Scalable Log Determinants for Gaussian Process Kernel Learning
This work addresses a critical scalability issue for practitioners in machine learning and statistics who rely on Gaussian processes and related models, offering incremental improvements to existing methods.
The paper tackles the computational bottleneck of computing log determinants and their derivatives for large positive definite matrices in Gaussian processes and other applications, proposing novel O(n) stochastic approximations based on matrix-vector multiplications that enable scalable kernel learning, with Lanczos outperforming Chebyshev and surrogate models showing high efficiency and accuracy.

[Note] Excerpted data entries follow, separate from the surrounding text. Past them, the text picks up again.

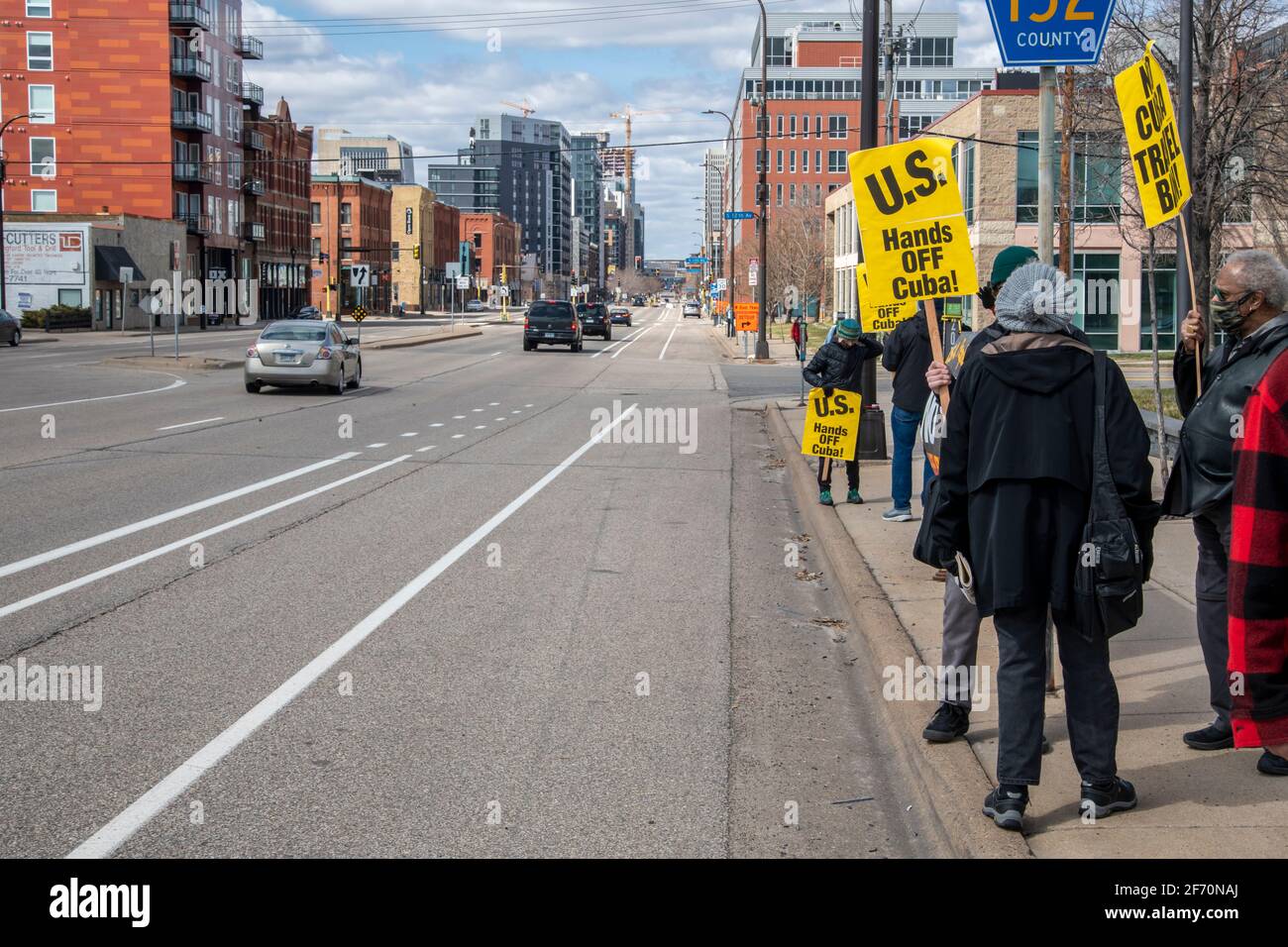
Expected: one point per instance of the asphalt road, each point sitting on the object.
(437, 616)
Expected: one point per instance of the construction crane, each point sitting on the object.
(629, 114)
(526, 107)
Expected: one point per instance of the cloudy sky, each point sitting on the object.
(425, 71)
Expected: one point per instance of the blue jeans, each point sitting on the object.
(905, 425)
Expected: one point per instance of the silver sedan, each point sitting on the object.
(303, 352)
(11, 328)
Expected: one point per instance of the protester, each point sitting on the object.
(907, 355)
(1016, 484)
(1248, 299)
(840, 365)
(961, 617)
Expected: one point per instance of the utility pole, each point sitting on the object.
(763, 188)
(1185, 127)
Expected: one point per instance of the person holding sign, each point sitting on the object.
(1249, 295)
(838, 365)
(1014, 497)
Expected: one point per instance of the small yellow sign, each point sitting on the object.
(832, 424)
(915, 244)
(1157, 158)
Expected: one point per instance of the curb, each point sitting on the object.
(419, 341)
(949, 777)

For applications as varied as Bayesian neural networks, determinantal point processes, elliptical graphical models, and kernel learning for Gaussian processes (GPs), one must compute a log determinant of an $n \times n$ positive definite matrix, and its derivatives - leading to prohibitive $\mathcal{O}(n^3)$ computations. We propose novel $\mathcal{O}(n)$ approaches to estimating these quantities from only fast matrix vector multiplications (MVMs). These stochastic approximations are based on Chebyshev, Lanczos, and surrogate models, and converge quickly even for kernel matrices that have challenging spectra. We leverage these approximations to develop a scalable Gaussian process approach to kernel learning. We find that Lanczos is generally superior to Chebyshev for kernel learning, and that a surrogate approach can be highly efficient and accurate with popular kernels.